Si tu veux de moi, je serai le chantre de ta beauté. J’épouserai tes pas sans te faire la moindre ombre. Tes parures éthérées, je les verrai glisser lentement et dévoiler ta nudité. Je te regarderai, toujours, réchauffant de mes ardeurs l’espace que tu parcours.

Sois mon juge, ô ma lumineuse, toi dont la présence ferait pâlir le soleil. Me trouveras-tu digne de toi ? Suis-je à la hauteur de la tâche ? Je t’imagine déjà me dédaigner, m’envoyer naviguer dans d’autres cieux. Mais ne crois pas, ma sulfureuse, que je te laisserai m’oublier. Je n’ai pas fini de te tourner autour. Y puis-je quelque chose, si tu m’attires irrésistiblement ?

Si tu le veux, ma charmante, mon aguichante, notre étreinte voyageuse fera le tour du monde.

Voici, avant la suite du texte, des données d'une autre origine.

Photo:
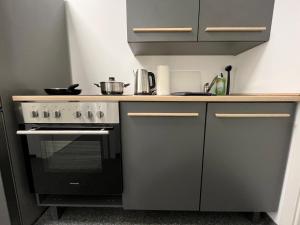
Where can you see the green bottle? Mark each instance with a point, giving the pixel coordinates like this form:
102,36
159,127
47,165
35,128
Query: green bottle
220,85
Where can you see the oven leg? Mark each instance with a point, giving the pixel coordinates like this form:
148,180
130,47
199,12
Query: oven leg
56,212
256,217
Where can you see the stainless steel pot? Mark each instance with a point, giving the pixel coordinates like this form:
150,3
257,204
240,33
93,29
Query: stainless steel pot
111,87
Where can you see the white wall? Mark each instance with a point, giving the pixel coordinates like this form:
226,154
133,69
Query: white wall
98,49
274,67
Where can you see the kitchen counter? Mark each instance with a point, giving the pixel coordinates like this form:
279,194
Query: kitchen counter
285,97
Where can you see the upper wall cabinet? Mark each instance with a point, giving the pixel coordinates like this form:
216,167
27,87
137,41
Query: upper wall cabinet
235,20
162,20
195,27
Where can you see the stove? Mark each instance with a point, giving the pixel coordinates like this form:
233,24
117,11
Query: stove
72,148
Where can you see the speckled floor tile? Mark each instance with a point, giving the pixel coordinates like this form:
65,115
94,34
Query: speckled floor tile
102,216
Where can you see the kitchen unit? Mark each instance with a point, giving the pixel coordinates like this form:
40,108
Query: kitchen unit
201,153
162,157
192,27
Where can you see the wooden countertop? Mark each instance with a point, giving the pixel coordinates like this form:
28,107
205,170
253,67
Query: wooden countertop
278,97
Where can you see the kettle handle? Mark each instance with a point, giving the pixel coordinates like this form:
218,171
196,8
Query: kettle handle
152,82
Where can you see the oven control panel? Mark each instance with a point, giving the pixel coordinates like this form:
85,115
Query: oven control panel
69,112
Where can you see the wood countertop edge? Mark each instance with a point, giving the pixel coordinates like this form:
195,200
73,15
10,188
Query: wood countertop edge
231,98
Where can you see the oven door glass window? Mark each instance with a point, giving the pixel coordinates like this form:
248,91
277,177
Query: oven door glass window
72,153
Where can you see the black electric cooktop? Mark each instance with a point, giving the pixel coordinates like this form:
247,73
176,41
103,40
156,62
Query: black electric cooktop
187,93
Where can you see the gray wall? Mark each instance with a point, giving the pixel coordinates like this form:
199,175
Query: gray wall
4,217
33,55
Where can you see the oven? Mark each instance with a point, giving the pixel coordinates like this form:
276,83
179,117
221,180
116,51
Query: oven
71,154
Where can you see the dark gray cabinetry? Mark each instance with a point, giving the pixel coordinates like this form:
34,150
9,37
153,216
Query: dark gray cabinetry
240,20
246,149
195,27
162,155
169,20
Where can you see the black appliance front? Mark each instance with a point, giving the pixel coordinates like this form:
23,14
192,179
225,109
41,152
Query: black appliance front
75,164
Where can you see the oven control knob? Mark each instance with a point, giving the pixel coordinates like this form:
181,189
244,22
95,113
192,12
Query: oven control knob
46,114
100,114
57,114
78,114
90,114
35,114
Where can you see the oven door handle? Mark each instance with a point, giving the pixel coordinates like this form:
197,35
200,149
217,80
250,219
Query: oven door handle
62,132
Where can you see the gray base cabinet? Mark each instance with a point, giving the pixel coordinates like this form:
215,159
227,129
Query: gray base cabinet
246,149
162,155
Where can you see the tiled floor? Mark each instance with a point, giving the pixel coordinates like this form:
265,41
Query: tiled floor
100,216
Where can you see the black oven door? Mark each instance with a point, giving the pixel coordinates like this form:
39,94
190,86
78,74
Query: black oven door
75,160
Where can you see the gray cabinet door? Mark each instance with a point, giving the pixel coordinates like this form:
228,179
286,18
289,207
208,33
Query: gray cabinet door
162,155
235,14
245,154
175,14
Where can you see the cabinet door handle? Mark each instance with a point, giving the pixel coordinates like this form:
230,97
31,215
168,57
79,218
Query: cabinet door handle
163,29
235,29
163,114
252,115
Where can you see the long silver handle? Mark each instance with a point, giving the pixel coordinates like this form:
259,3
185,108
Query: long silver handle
252,115
142,114
235,29
62,132
163,29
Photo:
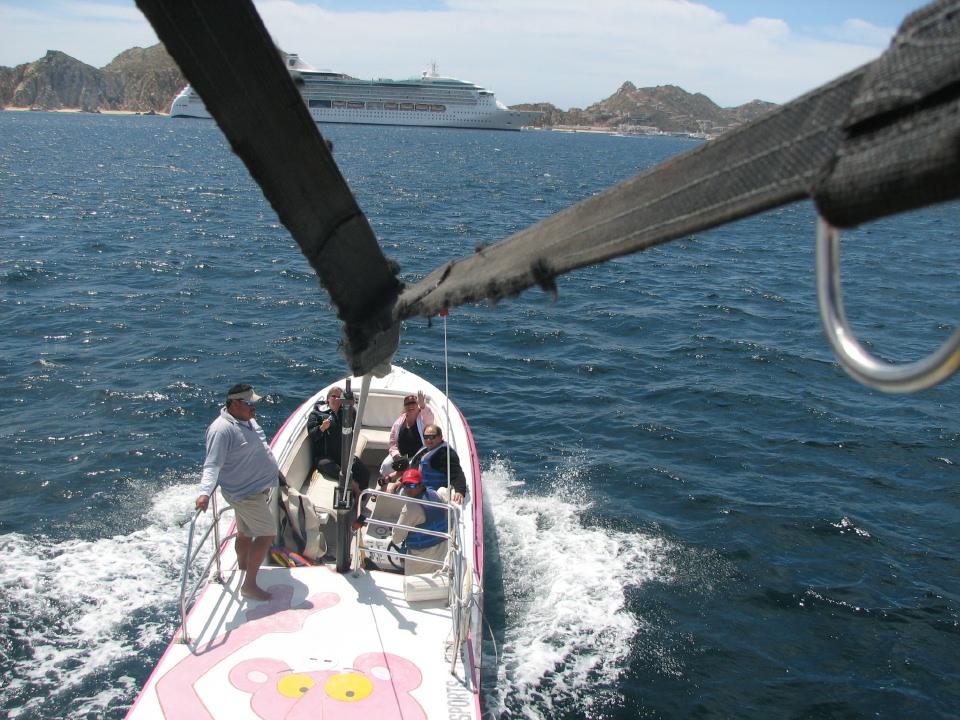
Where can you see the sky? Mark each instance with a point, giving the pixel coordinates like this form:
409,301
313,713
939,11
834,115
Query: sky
571,53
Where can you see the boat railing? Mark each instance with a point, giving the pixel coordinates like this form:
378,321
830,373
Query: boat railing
454,557
452,537
188,593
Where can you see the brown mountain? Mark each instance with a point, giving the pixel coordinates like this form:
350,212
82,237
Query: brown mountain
146,79
140,80
665,107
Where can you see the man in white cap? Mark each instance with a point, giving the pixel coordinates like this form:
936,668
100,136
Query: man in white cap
241,462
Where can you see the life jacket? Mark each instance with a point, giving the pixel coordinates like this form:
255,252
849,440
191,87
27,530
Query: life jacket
300,523
436,521
434,479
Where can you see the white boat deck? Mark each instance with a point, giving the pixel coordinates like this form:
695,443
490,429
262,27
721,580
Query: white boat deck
326,646
331,645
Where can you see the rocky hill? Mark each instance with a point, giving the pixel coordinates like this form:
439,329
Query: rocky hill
666,108
140,80
145,80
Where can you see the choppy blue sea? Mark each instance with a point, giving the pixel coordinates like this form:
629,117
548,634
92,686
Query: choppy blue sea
694,512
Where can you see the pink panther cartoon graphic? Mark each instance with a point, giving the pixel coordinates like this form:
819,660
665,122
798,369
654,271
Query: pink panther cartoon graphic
378,685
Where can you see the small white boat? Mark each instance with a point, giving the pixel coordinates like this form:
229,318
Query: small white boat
355,643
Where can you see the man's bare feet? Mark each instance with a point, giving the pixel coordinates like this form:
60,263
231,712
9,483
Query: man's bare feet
255,593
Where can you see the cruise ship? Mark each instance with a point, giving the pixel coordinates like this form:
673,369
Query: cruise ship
430,100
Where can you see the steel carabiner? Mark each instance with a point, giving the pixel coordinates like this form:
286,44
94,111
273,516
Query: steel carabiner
860,364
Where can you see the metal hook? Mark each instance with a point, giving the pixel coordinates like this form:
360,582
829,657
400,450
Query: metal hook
859,363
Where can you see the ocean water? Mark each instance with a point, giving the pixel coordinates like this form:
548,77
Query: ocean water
694,513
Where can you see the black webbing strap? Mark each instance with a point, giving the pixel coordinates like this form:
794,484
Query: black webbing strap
229,58
880,140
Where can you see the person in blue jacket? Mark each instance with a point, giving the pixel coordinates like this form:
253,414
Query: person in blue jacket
431,461
428,517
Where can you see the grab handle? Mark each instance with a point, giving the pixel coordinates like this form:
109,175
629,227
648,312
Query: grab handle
860,364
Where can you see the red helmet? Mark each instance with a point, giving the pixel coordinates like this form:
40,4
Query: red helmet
414,477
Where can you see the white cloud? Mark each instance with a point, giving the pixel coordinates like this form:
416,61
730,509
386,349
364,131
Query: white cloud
568,52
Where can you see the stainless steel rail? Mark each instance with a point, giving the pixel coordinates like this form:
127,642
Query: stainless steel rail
189,594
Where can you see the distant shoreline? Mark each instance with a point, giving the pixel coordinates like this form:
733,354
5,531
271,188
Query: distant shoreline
13,108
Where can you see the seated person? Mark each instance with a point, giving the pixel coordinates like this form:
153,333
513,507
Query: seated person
324,427
416,544
406,435
431,461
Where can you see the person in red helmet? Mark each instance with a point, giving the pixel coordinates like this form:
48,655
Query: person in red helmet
419,544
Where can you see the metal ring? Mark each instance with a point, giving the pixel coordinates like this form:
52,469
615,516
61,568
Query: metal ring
860,364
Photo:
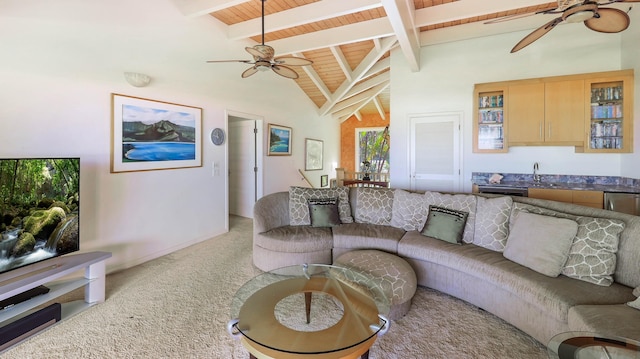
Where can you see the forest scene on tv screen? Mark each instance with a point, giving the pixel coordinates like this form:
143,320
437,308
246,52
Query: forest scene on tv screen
39,209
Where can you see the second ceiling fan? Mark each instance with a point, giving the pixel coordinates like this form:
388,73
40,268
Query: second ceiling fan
601,19
263,59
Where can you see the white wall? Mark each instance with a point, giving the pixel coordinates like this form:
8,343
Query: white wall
445,83
631,60
60,63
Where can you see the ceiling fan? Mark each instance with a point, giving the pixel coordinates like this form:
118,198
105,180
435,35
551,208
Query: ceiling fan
263,59
596,18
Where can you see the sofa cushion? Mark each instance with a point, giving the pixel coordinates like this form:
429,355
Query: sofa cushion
299,208
324,212
409,210
295,239
459,202
540,242
592,256
552,295
445,224
492,222
373,205
367,236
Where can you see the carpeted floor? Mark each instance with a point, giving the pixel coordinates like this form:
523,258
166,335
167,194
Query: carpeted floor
177,306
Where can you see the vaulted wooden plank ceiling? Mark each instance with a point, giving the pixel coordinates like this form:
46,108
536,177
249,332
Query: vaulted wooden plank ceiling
349,41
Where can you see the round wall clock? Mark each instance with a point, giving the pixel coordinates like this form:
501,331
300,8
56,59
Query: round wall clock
217,136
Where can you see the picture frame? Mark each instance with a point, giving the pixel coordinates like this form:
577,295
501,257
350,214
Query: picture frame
313,154
279,140
154,135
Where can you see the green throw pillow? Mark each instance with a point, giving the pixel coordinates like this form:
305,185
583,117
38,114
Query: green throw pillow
445,224
324,212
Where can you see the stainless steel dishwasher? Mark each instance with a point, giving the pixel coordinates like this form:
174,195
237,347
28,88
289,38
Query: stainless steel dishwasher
622,202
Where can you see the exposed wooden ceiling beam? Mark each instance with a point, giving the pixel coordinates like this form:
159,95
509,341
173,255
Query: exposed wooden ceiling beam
364,66
317,11
380,108
347,34
401,16
364,98
193,8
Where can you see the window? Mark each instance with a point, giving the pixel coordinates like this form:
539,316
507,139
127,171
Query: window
372,145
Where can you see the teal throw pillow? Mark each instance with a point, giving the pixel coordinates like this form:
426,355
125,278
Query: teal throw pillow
324,212
445,224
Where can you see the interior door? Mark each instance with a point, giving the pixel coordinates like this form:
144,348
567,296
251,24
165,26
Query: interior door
242,167
435,152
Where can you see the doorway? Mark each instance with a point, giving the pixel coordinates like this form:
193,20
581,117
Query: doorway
244,162
435,152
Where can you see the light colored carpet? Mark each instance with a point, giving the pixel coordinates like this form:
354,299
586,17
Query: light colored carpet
177,306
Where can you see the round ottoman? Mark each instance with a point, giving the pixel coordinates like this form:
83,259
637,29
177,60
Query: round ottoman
397,278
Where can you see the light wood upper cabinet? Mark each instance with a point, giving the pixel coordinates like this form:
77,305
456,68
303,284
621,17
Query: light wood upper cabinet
564,113
609,111
526,114
489,125
547,113
592,112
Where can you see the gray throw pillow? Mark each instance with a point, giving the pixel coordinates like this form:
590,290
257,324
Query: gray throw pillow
445,224
324,212
299,207
540,242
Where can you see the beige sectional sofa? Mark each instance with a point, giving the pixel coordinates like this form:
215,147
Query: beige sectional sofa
544,266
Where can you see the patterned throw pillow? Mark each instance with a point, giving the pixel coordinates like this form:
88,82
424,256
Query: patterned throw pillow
459,202
409,210
592,256
492,222
373,205
299,208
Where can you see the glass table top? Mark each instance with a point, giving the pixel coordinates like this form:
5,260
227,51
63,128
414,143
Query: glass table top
586,345
310,309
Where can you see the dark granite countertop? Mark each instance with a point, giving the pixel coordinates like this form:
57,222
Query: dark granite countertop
583,183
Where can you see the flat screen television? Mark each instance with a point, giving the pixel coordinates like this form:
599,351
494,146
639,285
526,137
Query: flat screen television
39,210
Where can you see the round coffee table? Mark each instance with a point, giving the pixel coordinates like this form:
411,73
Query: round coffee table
314,310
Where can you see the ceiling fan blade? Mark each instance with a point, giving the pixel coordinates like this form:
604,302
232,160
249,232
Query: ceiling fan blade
263,52
608,20
285,72
292,61
250,71
536,34
243,61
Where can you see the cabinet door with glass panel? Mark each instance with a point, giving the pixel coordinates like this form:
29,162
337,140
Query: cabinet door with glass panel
489,125
610,109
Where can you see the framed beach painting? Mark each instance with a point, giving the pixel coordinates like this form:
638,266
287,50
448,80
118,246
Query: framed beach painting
279,140
154,135
313,154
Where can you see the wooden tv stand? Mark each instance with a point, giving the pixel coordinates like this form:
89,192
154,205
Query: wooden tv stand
46,273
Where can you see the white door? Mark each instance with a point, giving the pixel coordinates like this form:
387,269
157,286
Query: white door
435,152
244,162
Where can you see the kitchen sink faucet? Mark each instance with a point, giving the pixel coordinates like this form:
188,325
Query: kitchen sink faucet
536,176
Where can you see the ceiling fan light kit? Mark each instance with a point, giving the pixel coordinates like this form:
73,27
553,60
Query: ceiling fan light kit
263,59
589,12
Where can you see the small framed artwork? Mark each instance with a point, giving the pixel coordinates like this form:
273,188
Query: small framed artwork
313,154
279,140
154,135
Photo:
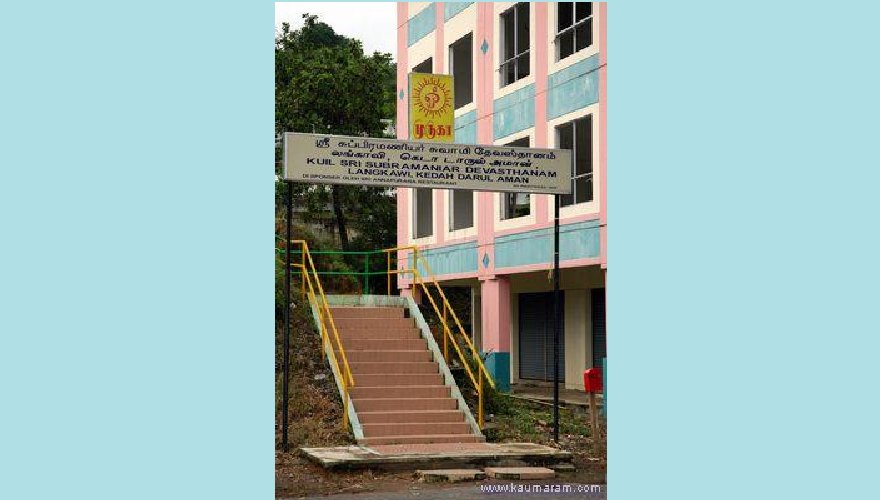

Ne sois pas indifférente à ma prière. Laisse-moi resserrer ces cercles trop vastes qui m’entraînent loin de toi. Dans le bal glacé de l’univers, nous valserons ensemble dans les vapeurs de soufre. Je ne suis qu’un caillou amoureux d’une planète : je serai, pour l’éternité, ton satellite préféré, adorateur de ta grâce tellurique.

Bien à toi, ma Vénus,

ton quasi satellite, 2002VE.

 

Monsieur,

si j’ai choisi le Soleil, ce n’est pas pour subir les jérémiades d’un avorton inutile. Vous serez donc gentil de m’épargner votre éloquence : tournez, tournez, mais taisez-vous.

Cordialement,

Vénus.

 

L’illustration est une tentative de ma part… Soyez indulgent !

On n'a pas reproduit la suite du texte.